Today, the U.S. electrical grid delivers power from fossil-based fuels to the end user with an average efficiency of just 33 percent. We need to improve that not just for the sake of the environment but to find the additional 214 gigawatts of electrical generation capacity that the Edison Foundation says we’ll need by 2030.

Most of today’s innovation for higher-efficiency power systems focuses on new technologies such as solar, wind, and fuel cells. Work in areas such as improving the reaction rates at fuel-cell cathodes and lowering manufacturing costs for solar cells has advanced those technologies significantly, but they still need a lot of work to become cost-effective. In the meantime, the bulk of our power generation comes from more established technologies such as conventional reciprocating engines and turbines. Gas and steam turbines, such as those in power plants, typically operate at power scales greater than 10 megawatts, while generators with reciprocating engines similar to those in cars usually operate at lower power.
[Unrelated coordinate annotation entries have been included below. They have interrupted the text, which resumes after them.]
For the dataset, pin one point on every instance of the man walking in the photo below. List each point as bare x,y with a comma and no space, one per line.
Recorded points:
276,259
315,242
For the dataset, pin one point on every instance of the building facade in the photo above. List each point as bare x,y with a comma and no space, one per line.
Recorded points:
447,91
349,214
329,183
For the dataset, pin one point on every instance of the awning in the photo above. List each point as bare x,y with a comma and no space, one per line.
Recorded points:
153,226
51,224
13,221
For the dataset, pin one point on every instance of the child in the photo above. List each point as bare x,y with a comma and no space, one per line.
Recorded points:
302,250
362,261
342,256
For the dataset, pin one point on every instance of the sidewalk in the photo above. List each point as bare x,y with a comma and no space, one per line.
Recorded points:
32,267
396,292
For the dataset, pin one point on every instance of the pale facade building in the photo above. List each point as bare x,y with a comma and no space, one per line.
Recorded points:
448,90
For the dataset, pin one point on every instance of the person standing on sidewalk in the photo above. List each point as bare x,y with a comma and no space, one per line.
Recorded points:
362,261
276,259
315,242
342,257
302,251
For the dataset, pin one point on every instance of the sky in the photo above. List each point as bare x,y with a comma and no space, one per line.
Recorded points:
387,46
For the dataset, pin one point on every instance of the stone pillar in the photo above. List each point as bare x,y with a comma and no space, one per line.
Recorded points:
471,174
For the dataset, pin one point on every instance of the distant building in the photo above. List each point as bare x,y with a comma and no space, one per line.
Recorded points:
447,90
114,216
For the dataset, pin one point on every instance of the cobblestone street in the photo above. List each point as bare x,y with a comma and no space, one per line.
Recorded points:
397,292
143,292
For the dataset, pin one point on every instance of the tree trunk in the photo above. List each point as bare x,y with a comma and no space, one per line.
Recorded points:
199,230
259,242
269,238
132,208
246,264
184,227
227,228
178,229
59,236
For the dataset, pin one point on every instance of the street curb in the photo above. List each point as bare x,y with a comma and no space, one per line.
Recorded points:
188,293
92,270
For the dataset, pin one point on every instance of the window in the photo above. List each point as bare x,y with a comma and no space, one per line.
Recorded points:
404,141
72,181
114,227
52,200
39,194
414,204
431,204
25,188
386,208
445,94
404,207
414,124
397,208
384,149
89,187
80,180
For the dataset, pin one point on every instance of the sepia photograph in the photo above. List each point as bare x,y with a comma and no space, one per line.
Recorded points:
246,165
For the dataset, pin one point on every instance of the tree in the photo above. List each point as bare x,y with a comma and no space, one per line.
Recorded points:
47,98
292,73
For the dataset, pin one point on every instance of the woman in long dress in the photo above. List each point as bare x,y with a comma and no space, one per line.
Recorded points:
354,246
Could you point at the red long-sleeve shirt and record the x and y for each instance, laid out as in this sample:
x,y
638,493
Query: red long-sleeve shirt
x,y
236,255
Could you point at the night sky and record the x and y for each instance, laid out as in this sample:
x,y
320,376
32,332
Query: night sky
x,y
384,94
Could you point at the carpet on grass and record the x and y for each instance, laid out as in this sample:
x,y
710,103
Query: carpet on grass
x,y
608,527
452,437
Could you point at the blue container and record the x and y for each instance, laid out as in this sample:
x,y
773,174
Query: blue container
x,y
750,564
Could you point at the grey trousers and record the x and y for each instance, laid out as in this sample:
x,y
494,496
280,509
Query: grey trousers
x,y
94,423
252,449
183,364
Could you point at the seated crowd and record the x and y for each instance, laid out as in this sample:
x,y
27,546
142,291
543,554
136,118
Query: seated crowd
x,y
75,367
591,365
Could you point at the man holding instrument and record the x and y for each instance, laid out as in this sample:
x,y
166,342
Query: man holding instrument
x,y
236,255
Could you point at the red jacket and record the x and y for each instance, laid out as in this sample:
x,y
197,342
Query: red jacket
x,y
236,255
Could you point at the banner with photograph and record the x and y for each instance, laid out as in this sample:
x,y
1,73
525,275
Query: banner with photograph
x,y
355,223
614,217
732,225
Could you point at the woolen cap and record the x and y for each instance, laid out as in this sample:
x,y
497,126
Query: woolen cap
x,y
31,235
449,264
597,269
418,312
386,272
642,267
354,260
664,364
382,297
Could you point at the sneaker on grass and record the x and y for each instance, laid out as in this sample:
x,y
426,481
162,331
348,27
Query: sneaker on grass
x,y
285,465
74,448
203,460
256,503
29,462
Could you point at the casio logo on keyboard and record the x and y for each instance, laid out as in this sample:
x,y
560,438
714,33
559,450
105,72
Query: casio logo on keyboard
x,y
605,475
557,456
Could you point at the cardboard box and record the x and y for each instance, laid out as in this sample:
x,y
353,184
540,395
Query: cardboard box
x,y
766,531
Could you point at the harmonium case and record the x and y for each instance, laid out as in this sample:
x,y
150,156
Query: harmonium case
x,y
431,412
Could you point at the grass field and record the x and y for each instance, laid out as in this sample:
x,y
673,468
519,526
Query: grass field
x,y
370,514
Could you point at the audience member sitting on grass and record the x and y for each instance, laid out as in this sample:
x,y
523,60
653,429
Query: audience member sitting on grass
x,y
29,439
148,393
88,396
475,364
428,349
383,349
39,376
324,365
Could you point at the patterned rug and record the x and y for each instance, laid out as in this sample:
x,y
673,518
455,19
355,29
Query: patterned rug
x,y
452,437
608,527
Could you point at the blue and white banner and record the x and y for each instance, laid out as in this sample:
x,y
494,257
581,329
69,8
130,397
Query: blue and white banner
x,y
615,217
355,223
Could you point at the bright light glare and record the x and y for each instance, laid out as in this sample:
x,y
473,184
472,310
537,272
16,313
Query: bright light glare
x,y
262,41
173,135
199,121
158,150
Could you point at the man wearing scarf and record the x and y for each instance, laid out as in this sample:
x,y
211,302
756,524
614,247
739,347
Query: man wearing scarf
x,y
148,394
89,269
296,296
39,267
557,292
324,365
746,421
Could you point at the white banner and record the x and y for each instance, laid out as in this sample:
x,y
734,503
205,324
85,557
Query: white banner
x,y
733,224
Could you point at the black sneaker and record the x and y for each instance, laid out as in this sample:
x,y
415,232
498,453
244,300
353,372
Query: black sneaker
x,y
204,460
Improving conventional reciprocating engines could combine their existing benefits such as high reliability and low cost with significantly higher efficiencies and lower emissions.

One way to improve the efficiency of conventional engines is to modify existing designs. For instance, new technology for the piston rings that seal in high-pressure gases could lower frictional losses as the pistons move inside the engine cylinder; adjustments to valve timing could reduce the energy that escapes with an engine’s exhaust. However, engine designs are already approaching the theoretical limits of their current architectures. Calculations tell us that a naturally aspirated conventional reciprocating engine can have a maximum efficiency near 45 percent, and such engines achieve near 35 percent in practice. Reaching efficiencies of 50 percent or greater in practice requires completely new engine architectures with theoretical efficiencies greater than 60 percent.

That’s an approach we are taking, by starting with the fundamental thermodynamics at work in an engine. Models suggest areas that we can optimize to reduce energy losses, and that can point to new architectures. Engines that operate at higher compression ratios, for instance, reduce both combustion losses and the energy lost in exhaust. The resulting engines will be different from those we use today and will require significant development, but progress should be faster than it will be for less established new energy technologies.

Shannon Miller is a cofounder and the CEO of EtaGen, a startup working on high­-efficiency engine designs for power generation.